Understanding Cross-Entropy Loss

Cross-entropy measures prediction quality:

# Example: Predicting next token after "The cat"
# Correct next token: "sat" (token_id = 5678)

# Model's prediction (before softmax)
logits = torch.tensor([
    2.1,   # token 0: "and"
    1.5,   # token 1: "is"
    0.8,   # token 2: "the"
    4.2,   # token 3: "sat"  ← Should be high!
    1.2,   # token 4: "ran"
    # ... 49,995 more tokens
])

# Convert to probabilities
probs = F.softmax(logits, dim=-1)
print("Probability distribution:")
print(f"P('and') = {probs[0]:.4f}")
print(f"P('is')  = {probs[1]:.4f}")
print(f"P('sat') = {probs[3]:.4f}  ← Should be high!")
print(f"P('ran') = {probs[4]:.4f}")

# Cross-entropy loss = -log(probability of correct token)
correct_token_id = 3  # "sat"
loss = -torch.log(probs[correct_token_id])
print(f"\nCross-entropy loss: {loss:.4f}")

# Interpretation:
# If model gives "sat" 90% probability → loss ≈ 0.10 (very good!)
# If model gives "sat" 50% probability → loss ≈ 0.69 (okay)
# If model gives "sat" 10% probability → loss ≈ 2.30 (bad!)
# If model gives "sat" 1% probability → loss ≈ 4.61 (terrible!)

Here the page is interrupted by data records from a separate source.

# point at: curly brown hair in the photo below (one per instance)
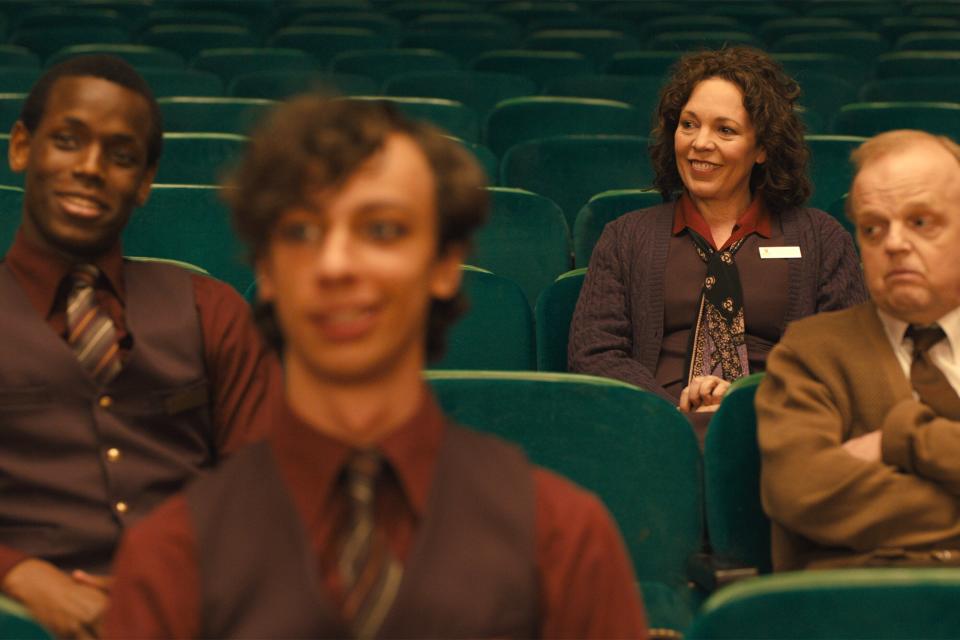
(313, 142)
(769, 97)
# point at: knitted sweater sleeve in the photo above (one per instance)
(602, 329)
(840, 282)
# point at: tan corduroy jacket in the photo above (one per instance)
(831, 378)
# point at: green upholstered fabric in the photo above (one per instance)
(862, 45)
(381, 64)
(17, 624)
(7, 176)
(830, 169)
(642, 63)
(18, 80)
(11, 209)
(167, 82)
(739, 530)
(12, 55)
(280, 83)
(912, 64)
(597, 45)
(572, 169)
(228, 63)
(462, 44)
(694, 40)
(871, 118)
(189, 223)
(323, 43)
(45, 41)
(497, 330)
(216, 115)
(848, 604)
(773, 30)
(552, 314)
(526, 239)
(527, 118)
(631, 448)
(924, 88)
(10, 105)
(189, 39)
(539, 66)
(479, 90)
(604, 208)
(641, 92)
(197, 158)
(455, 118)
(799, 64)
(138, 55)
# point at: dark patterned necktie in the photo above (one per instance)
(931, 385)
(370, 573)
(90, 331)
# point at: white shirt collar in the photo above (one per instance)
(896, 328)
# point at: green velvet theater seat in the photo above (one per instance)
(553, 313)
(497, 330)
(630, 447)
(847, 604)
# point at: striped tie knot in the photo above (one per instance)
(90, 331)
(925, 337)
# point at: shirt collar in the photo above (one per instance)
(897, 328)
(40, 272)
(312, 461)
(756, 219)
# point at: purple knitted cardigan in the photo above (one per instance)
(617, 328)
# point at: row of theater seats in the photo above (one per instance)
(639, 455)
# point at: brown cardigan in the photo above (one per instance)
(831, 378)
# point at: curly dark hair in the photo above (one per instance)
(769, 97)
(314, 142)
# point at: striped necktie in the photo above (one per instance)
(90, 331)
(931, 385)
(370, 573)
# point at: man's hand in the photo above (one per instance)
(866, 447)
(66, 606)
(703, 392)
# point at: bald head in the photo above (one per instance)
(905, 200)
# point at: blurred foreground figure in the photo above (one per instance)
(367, 513)
(859, 418)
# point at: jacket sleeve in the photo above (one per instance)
(601, 342)
(812, 486)
(840, 283)
(919, 442)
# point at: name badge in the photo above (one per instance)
(773, 253)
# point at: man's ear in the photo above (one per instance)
(446, 274)
(143, 191)
(18, 153)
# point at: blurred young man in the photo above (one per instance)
(368, 514)
(859, 417)
(119, 380)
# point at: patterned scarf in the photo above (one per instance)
(717, 343)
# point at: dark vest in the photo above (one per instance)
(471, 571)
(70, 451)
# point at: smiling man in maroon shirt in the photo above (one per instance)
(358, 220)
(83, 454)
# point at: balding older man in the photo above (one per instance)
(859, 418)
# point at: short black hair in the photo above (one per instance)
(107, 67)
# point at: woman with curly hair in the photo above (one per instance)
(687, 296)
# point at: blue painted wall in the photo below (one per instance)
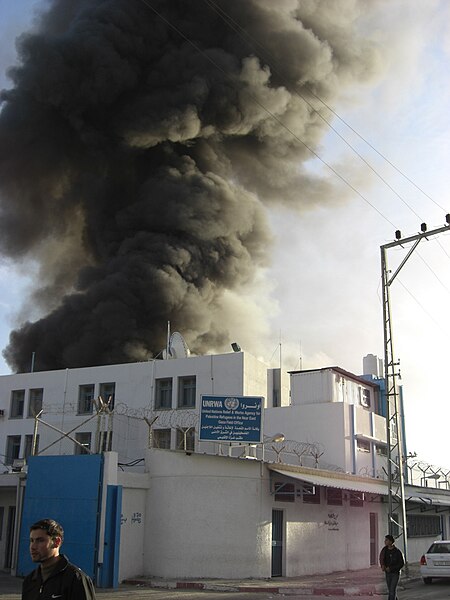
(67, 489)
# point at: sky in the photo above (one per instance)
(321, 294)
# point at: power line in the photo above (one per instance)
(279, 70)
(270, 113)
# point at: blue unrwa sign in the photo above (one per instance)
(231, 419)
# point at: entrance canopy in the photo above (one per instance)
(335, 480)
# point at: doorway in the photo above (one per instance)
(277, 543)
(373, 538)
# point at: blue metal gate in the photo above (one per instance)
(67, 489)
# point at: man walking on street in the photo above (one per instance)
(391, 562)
(55, 577)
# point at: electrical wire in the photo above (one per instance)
(270, 113)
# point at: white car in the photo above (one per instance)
(436, 561)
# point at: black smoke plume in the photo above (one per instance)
(141, 144)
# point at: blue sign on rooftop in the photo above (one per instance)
(231, 419)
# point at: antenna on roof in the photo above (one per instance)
(176, 345)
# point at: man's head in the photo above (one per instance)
(46, 537)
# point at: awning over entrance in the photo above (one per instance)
(435, 500)
(343, 482)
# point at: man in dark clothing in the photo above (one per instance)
(55, 577)
(391, 562)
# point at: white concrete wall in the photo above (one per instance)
(326, 424)
(133, 521)
(206, 517)
(323, 539)
(8, 493)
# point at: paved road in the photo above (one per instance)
(439, 590)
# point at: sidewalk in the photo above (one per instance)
(368, 582)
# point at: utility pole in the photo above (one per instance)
(394, 429)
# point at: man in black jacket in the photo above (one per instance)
(55, 577)
(391, 562)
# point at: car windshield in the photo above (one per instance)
(439, 548)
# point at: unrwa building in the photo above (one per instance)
(114, 453)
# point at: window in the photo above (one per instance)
(107, 392)
(362, 446)
(161, 438)
(163, 393)
(334, 497)
(284, 492)
(35, 398)
(83, 438)
(105, 441)
(29, 446)
(424, 525)
(186, 392)
(186, 439)
(310, 493)
(85, 398)
(12, 449)
(364, 398)
(17, 404)
(381, 450)
(356, 498)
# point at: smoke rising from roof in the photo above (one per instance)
(141, 146)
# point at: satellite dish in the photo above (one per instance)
(177, 346)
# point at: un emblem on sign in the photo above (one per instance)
(231, 403)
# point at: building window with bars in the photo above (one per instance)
(107, 392)
(186, 439)
(12, 449)
(161, 438)
(163, 393)
(35, 399)
(363, 446)
(424, 525)
(17, 404)
(334, 497)
(84, 442)
(186, 392)
(28, 451)
(85, 398)
(284, 492)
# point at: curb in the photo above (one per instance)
(378, 589)
(370, 590)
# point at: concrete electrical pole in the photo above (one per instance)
(394, 430)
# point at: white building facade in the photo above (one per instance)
(314, 501)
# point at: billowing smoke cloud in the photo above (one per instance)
(140, 146)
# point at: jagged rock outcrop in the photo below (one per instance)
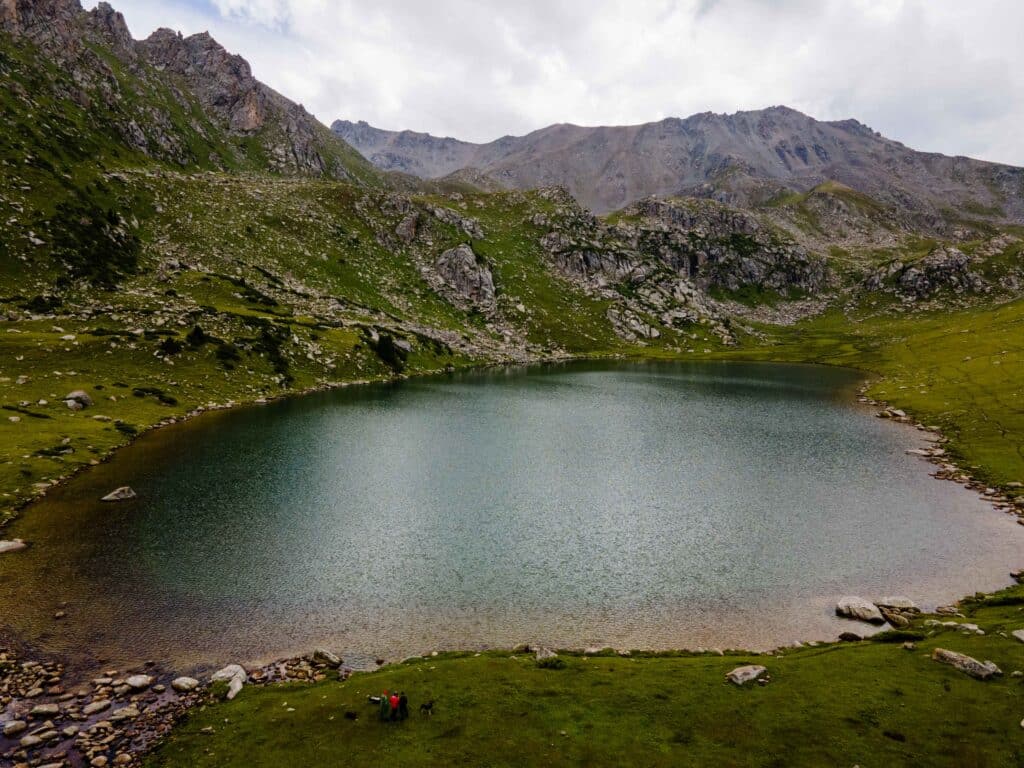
(469, 226)
(189, 71)
(467, 275)
(742, 159)
(944, 268)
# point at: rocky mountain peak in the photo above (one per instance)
(745, 159)
(221, 80)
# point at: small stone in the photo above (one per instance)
(13, 727)
(139, 682)
(15, 545)
(95, 707)
(326, 656)
(184, 684)
(125, 713)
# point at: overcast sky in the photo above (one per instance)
(938, 75)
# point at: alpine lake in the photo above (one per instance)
(629, 505)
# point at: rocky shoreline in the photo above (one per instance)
(49, 719)
(947, 469)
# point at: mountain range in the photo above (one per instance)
(748, 158)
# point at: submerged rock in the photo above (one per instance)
(747, 674)
(235, 675)
(326, 656)
(15, 545)
(122, 494)
(967, 665)
(139, 682)
(543, 653)
(859, 608)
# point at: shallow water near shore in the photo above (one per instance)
(631, 505)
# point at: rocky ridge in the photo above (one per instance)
(743, 159)
(199, 95)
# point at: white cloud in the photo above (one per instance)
(938, 75)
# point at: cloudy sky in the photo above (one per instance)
(938, 75)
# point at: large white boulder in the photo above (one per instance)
(747, 674)
(859, 608)
(236, 677)
(966, 664)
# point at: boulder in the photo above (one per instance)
(897, 602)
(325, 656)
(467, 275)
(15, 545)
(859, 608)
(139, 682)
(122, 494)
(747, 674)
(967, 665)
(236, 677)
(78, 399)
(184, 684)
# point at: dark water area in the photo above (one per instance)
(631, 505)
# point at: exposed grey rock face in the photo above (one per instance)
(467, 275)
(943, 268)
(967, 665)
(741, 159)
(470, 227)
(194, 71)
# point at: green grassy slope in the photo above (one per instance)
(868, 704)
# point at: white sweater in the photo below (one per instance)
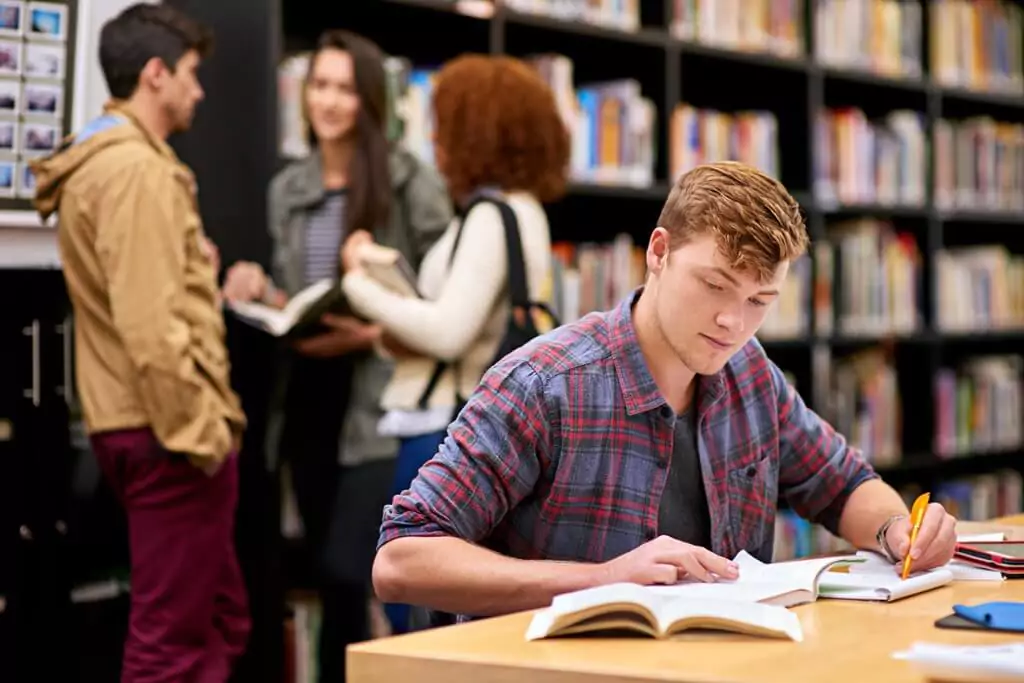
(464, 312)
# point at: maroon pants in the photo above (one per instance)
(189, 612)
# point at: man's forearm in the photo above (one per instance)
(453, 575)
(868, 507)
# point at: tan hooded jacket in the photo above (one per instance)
(150, 333)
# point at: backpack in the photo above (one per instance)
(521, 326)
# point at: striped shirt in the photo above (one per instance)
(324, 235)
(563, 452)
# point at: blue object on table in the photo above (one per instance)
(996, 615)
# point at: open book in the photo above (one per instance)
(635, 609)
(301, 315)
(783, 584)
(390, 268)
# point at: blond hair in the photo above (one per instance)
(756, 221)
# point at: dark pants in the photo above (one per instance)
(189, 616)
(413, 453)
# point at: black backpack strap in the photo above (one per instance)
(517, 274)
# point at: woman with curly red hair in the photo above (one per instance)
(499, 133)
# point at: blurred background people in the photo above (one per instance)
(498, 132)
(353, 180)
(153, 370)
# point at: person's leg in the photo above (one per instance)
(179, 525)
(413, 453)
(231, 621)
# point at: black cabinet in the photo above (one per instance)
(35, 468)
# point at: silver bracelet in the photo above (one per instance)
(883, 543)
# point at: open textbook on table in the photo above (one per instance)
(754, 603)
(633, 608)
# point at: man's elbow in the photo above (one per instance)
(387, 574)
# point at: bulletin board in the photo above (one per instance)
(37, 71)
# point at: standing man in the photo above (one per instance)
(153, 369)
(646, 443)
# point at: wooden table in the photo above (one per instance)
(844, 642)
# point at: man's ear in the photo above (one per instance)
(657, 250)
(153, 74)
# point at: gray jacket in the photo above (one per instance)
(420, 214)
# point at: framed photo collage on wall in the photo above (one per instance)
(37, 67)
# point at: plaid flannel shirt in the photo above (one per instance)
(562, 453)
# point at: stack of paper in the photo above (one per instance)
(967, 663)
(877, 579)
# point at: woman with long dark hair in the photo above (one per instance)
(354, 180)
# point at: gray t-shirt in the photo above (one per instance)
(324, 237)
(683, 513)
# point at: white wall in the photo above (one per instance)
(24, 242)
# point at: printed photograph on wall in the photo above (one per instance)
(10, 97)
(47, 19)
(11, 18)
(37, 57)
(6, 178)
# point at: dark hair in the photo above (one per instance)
(369, 175)
(142, 32)
(498, 123)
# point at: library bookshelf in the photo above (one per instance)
(899, 128)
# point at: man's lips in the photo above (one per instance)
(717, 343)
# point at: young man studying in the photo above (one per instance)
(645, 443)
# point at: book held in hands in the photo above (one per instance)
(300, 316)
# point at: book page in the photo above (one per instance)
(759, 582)
(877, 579)
(279, 321)
(733, 615)
(612, 599)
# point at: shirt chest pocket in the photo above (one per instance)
(752, 488)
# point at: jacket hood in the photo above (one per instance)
(51, 172)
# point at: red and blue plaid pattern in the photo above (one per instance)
(562, 453)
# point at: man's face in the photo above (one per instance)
(180, 91)
(705, 309)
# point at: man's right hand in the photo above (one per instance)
(666, 560)
(245, 281)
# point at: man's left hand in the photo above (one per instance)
(936, 540)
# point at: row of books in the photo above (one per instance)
(979, 164)
(700, 135)
(878, 272)
(973, 45)
(862, 401)
(969, 499)
(866, 280)
(623, 14)
(879, 36)
(862, 161)
(977, 45)
(760, 26)
(979, 289)
(978, 406)
(613, 126)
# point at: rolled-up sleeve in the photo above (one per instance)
(141, 233)
(491, 460)
(819, 469)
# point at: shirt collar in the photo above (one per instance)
(120, 108)
(638, 386)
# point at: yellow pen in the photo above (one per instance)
(916, 516)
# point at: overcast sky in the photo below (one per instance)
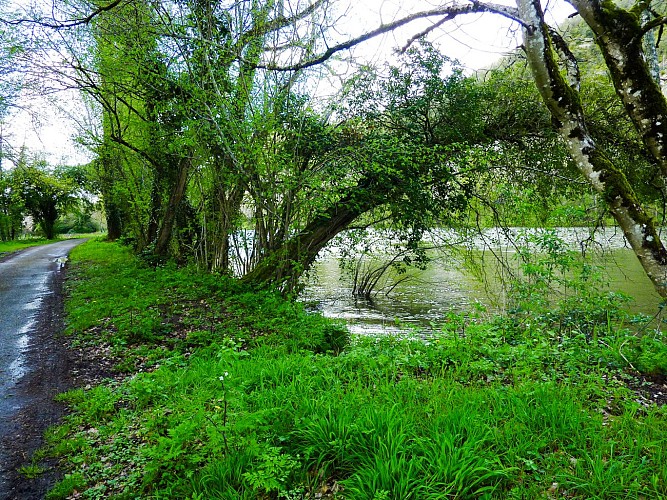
(477, 41)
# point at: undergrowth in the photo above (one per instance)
(222, 392)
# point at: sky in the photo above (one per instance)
(476, 40)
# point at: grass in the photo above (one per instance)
(222, 392)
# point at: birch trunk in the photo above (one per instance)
(563, 100)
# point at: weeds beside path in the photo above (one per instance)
(209, 390)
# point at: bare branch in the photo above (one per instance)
(69, 23)
(450, 12)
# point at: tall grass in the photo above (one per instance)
(233, 394)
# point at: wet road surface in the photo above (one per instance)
(26, 282)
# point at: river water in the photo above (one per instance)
(448, 285)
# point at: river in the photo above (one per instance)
(447, 285)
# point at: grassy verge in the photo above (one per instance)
(220, 392)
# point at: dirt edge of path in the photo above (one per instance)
(52, 367)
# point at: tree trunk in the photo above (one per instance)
(284, 266)
(177, 193)
(563, 100)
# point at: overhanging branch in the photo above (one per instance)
(450, 12)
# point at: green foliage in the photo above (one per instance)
(44, 195)
(233, 400)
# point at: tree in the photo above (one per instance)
(619, 34)
(44, 195)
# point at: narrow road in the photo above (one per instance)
(28, 292)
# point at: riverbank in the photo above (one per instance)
(209, 390)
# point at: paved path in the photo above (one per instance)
(26, 281)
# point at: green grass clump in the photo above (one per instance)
(233, 394)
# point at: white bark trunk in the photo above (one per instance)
(563, 102)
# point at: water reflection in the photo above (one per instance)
(447, 285)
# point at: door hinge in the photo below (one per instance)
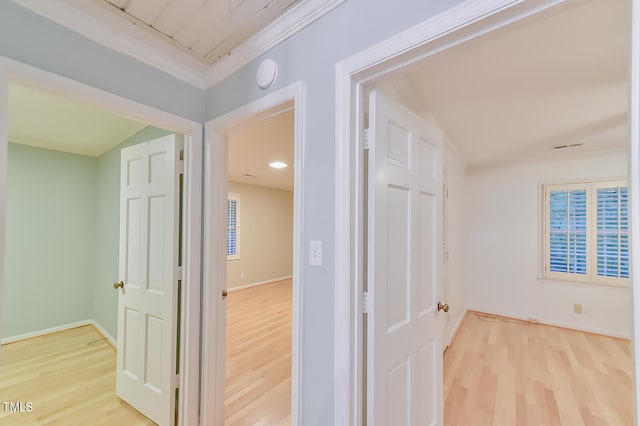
(176, 381)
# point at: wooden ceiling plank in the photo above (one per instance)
(120, 4)
(244, 25)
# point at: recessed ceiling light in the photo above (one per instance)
(278, 165)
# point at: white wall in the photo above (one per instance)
(503, 254)
(265, 237)
(455, 286)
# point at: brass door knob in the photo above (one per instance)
(442, 307)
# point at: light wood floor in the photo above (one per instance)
(500, 371)
(69, 377)
(258, 363)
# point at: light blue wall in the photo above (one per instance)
(311, 56)
(29, 38)
(104, 299)
(50, 239)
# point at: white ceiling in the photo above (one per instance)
(46, 120)
(557, 78)
(208, 29)
(256, 144)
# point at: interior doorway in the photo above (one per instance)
(63, 201)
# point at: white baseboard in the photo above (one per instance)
(64, 327)
(242, 287)
(45, 331)
(593, 330)
(104, 332)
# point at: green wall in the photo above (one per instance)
(50, 239)
(104, 300)
(63, 216)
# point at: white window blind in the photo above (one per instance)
(233, 228)
(587, 232)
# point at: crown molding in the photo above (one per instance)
(98, 23)
(295, 19)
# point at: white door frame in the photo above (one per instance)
(215, 234)
(14, 71)
(450, 28)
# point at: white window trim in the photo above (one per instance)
(236, 197)
(591, 277)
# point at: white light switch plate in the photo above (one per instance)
(315, 253)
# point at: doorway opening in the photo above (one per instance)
(61, 240)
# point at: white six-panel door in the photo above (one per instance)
(147, 302)
(404, 327)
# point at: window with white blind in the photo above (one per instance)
(233, 226)
(587, 232)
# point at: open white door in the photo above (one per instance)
(147, 301)
(404, 327)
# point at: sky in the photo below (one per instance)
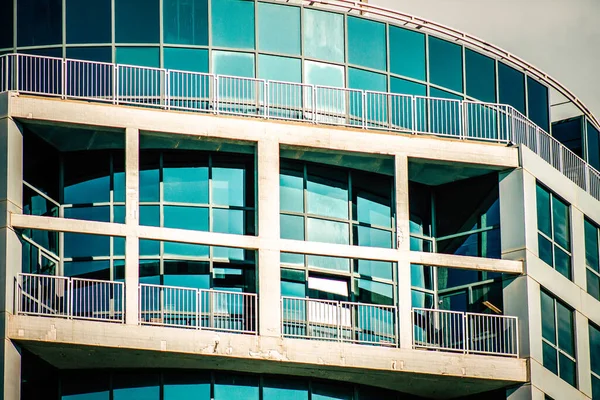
(559, 37)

print("\n✅ Training pushes loss down → model learns to assign high probability to correct tokens")

What Does the Model Actually Learn?

📚 Language Patterns

"The cat" → likely: "sat", "ran", "meowed"
"The cats" → likely: "were", "are" (plural agreement)
"2 + 2 =" → likely: "4" (arithmetic)

🌍 World Knowledge

"The capital of France is" → "Paris"
"Einstein developed" → "relativity"
"Water boils at" → "100 degrees Celsius"

🧠 Reasoning

"If it rains, then" → likely continuation involves wetness
"Therefore, we can conclude" → logical deduction
Chain of thought emerges at scale

💻 Code & Structure

"def factorial(" → "(n):"
"import" → "numpy", "torch", "os"
Learns syntax, APIs, patterns

Training at Scale: The Numbers

Model	Training Tokens	Training Time	Compute (GPU-hours)
GPT-2	40 billion	~1 week	~1,000
GPT-3	300 billion	~1 month	~350,000
LLaMA-2 70B	2 trillion	~3 months	~1,700,000
GPT-4 (est.)	~13 trillion	~6 months	~10,000,000+

🚀 The Power of Scale: Just predicting next tokens, applied to trillions of tokens across the entire internet, creates emergent intelligence. The model learns language, facts, reasoning, and even creativity - all from the simple objective of "predict the next token accurately."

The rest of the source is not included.